When NOT to use ZhiLight

  • Last GitHub push was 116 days ago (slowing maintenance, Mar 18, 2026). Validate activity before betting a new project on ZhiLight.
  • Inference & Serving: Self-hosting rarely beats a hosted API on cost until you have steady, high-volume traffic.
  • LLM Frameworks: Avoid a framework for a single prompt-and-retrieve call; the abstraction can cost more than it saves.
  • Model Training: Try prompting and RAG first; fine-tuning is the answer to style/format, not missing knowledge.

Explore

Sources

Every stat on this page traces to a dated GitHub sync, license file, enrichment field, or trust scan.
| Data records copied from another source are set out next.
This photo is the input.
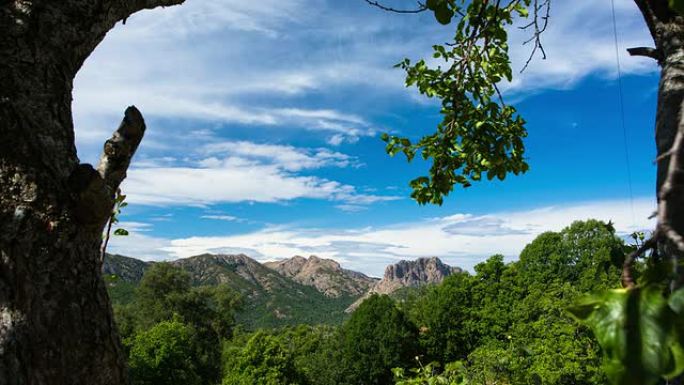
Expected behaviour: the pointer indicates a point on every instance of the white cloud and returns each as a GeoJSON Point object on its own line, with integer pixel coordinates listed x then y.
{"type": "Point", "coordinates": [460, 239]}
{"type": "Point", "coordinates": [285, 157]}
{"type": "Point", "coordinates": [234, 62]}
{"type": "Point", "coordinates": [242, 171]}
{"type": "Point", "coordinates": [222, 217]}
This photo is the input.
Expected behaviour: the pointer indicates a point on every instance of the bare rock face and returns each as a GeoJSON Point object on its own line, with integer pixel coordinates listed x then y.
{"type": "Point", "coordinates": [326, 275]}
{"type": "Point", "coordinates": [423, 271]}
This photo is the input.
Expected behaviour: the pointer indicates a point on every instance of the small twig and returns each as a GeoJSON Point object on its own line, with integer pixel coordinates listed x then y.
{"type": "Point", "coordinates": [539, 29]}
{"type": "Point", "coordinates": [653, 53]}
{"type": "Point", "coordinates": [662, 156]}
{"type": "Point", "coordinates": [105, 241]}
{"type": "Point", "coordinates": [627, 273]}
{"type": "Point", "coordinates": [421, 7]}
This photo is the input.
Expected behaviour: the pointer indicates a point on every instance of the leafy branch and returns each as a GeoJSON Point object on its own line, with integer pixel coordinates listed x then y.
{"type": "Point", "coordinates": [480, 135]}
{"type": "Point", "coordinates": [119, 203]}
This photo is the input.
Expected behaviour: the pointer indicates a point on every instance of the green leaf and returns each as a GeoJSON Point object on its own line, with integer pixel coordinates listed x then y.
{"type": "Point", "coordinates": [676, 301]}
{"type": "Point", "coordinates": [640, 333]}
{"type": "Point", "coordinates": [443, 14]}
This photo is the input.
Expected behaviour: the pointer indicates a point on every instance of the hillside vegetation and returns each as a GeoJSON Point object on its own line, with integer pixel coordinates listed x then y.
{"type": "Point", "coordinates": [506, 323]}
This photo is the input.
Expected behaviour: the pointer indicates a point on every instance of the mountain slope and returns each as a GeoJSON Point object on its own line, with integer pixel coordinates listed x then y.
{"type": "Point", "coordinates": [403, 274]}
{"type": "Point", "coordinates": [271, 299]}
{"type": "Point", "coordinates": [326, 275]}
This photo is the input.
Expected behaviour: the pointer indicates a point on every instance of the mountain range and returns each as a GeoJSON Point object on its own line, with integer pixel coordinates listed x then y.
{"type": "Point", "coordinates": [284, 292]}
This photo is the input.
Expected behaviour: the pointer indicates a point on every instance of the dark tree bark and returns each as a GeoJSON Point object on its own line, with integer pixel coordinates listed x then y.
{"type": "Point", "coordinates": [667, 29]}
{"type": "Point", "coordinates": [55, 317]}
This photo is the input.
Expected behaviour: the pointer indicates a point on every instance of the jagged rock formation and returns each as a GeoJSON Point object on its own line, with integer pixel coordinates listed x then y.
{"type": "Point", "coordinates": [271, 299]}
{"type": "Point", "coordinates": [326, 275]}
{"type": "Point", "coordinates": [423, 271]}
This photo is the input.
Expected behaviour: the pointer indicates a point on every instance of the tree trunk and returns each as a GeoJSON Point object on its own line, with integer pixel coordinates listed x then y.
{"type": "Point", "coordinates": [56, 323]}
{"type": "Point", "coordinates": [667, 29]}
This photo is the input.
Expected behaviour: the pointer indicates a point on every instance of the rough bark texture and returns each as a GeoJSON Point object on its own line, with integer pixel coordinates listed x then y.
{"type": "Point", "coordinates": [667, 30]}
{"type": "Point", "coordinates": [55, 318]}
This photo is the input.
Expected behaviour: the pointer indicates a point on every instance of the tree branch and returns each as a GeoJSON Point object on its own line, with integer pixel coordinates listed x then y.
{"type": "Point", "coordinates": [627, 273]}
{"type": "Point", "coordinates": [653, 53]}
{"type": "Point", "coordinates": [120, 148]}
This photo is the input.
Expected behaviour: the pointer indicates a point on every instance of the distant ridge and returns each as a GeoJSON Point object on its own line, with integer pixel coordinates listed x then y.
{"type": "Point", "coordinates": [271, 299]}
{"type": "Point", "coordinates": [326, 275]}
{"type": "Point", "coordinates": [422, 271]}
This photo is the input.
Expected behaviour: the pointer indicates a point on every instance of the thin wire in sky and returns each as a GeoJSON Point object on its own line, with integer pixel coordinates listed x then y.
{"type": "Point", "coordinates": [622, 112]}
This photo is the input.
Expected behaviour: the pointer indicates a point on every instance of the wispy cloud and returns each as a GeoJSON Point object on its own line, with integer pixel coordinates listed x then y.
{"type": "Point", "coordinates": [460, 239]}
{"type": "Point", "coordinates": [244, 171]}
{"type": "Point", "coordinates": [288, 63]}
{"type": "Point", "coordinates": [223, 217]}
GitHub stars on cards: LLMs-from-scratch 99k · ZhiLight 905 (synced Jul 11, 2026).

Common questions

What is the difference between LLMs-from-scratch and ZhiLight?
LLMs-from-scratch: Implement a ChatGPT-like LLM in PyTorch from scratch, step by step. ZhiLight: A highly optimized LLM inference acceleration engine for Llama and its variants.. See the comparison table for live GitHub stats and shared categories.
When should I choose LLMs-from-scratch over ZhiLight?
Choose LLMs-from-scratch over ZhiLight when LLMs-from-scratch is primarily Jupyter Notebook; ZhiLight is C++; License: LLMs-from-scratch is Other, ZhiLight is Apache-2.0; Tags unique to LLMs-from-scratch: ai, artificial-intelligence, attention mechanism, deep-learning; - You are an advanced practitioner aiming to fully understand the underpinnings of LLMs using PyTorch as your primary framework.
When should I choose ZhiLight over LLMs-from-scratch?
Choose ZhiLight over LLMs-from-scratch when ZhiLight is primarily C++; LLMs-from-scratch is Jupyter Notebook; License: ZhiLight is Apache-2.0, LLMs-from-scratch is Other; Tags unique to ZhiLight: cuda, deepseek-r1, inference-engine, llama; Also covers Inference & Serving.
When should I avoid LLMs-from-scratch?
- If you are looking for a rapid deployment of an LLM without understanding its intricate structure - this tool requires extensive manual and conceptual work. - You prefer frameworks with automatic model generation or other high-level abstractions that simplify the process. This repository emphasizes manual creation, which is more time-consuming but offers丰 a deeper learning experience.
When should I avoid ZhiLight?
Last GitHub push was 116 days ago (slowing maintenance, Mar 18, 2026). Validate activity before betting a new project on ZhiLight. Inference & Serving: Self-hosting rarely beats a hosted API on cost until you have steady, high-volume traffic. LLM Frameworks: Avoid a framework for a single prompt-and-retrieve call; the abstraction can cost more than it saves. Model Training: Try prompting and RAG first; fine-tuning is the answer to style/format, not missing knowledge.
Is LLMs-from-scratch or ZhiLight more popular on GitHub?
LLMs-from-scratch has more GitHub stars (98,899 vs 905). Stars measure visibility, not whether either tool fits your constraints.
Are LLMs-from-scratch and ZhiLight open source?
Yes - both are open-source projects on GitHub (LLMs-from-scratch: Other, ZhiLight: Apache-2.0).
Where can I find alternatives to LLMs-from-scratch or ZhiLight?
GraphCanon lists graph-backed alternatives at LLMs-from-scratch alternatives and ZhiLight alternatives (LLMs-from-scratch markdown twin, ZhiLight markdown twin), ranked by typed relationship edges rather than popularity votes.
Is there a machine-readable version of this comparison?
Yes. The markdown twin at this comparison mirrors this page for agents and LLM crawlers, with the same stats table and FAQ answers.
Which is better maintained, LLMs-from-scratch or ZhiLight?
LLMs-from-scratch: Steady. ZhiLight: Slowing. Compare maintenance labels, days since push, and release cadence in the trust section below - stars alone do not measure maintenance.
Where are the full trust reports for LLMs-from-scratch and ZhiLight?
GraphCanon publishes per-repo trust reports with dated maintenance, provenance, and scan summaries: LLMs-from-scratch trust report; ZhiLight trust report.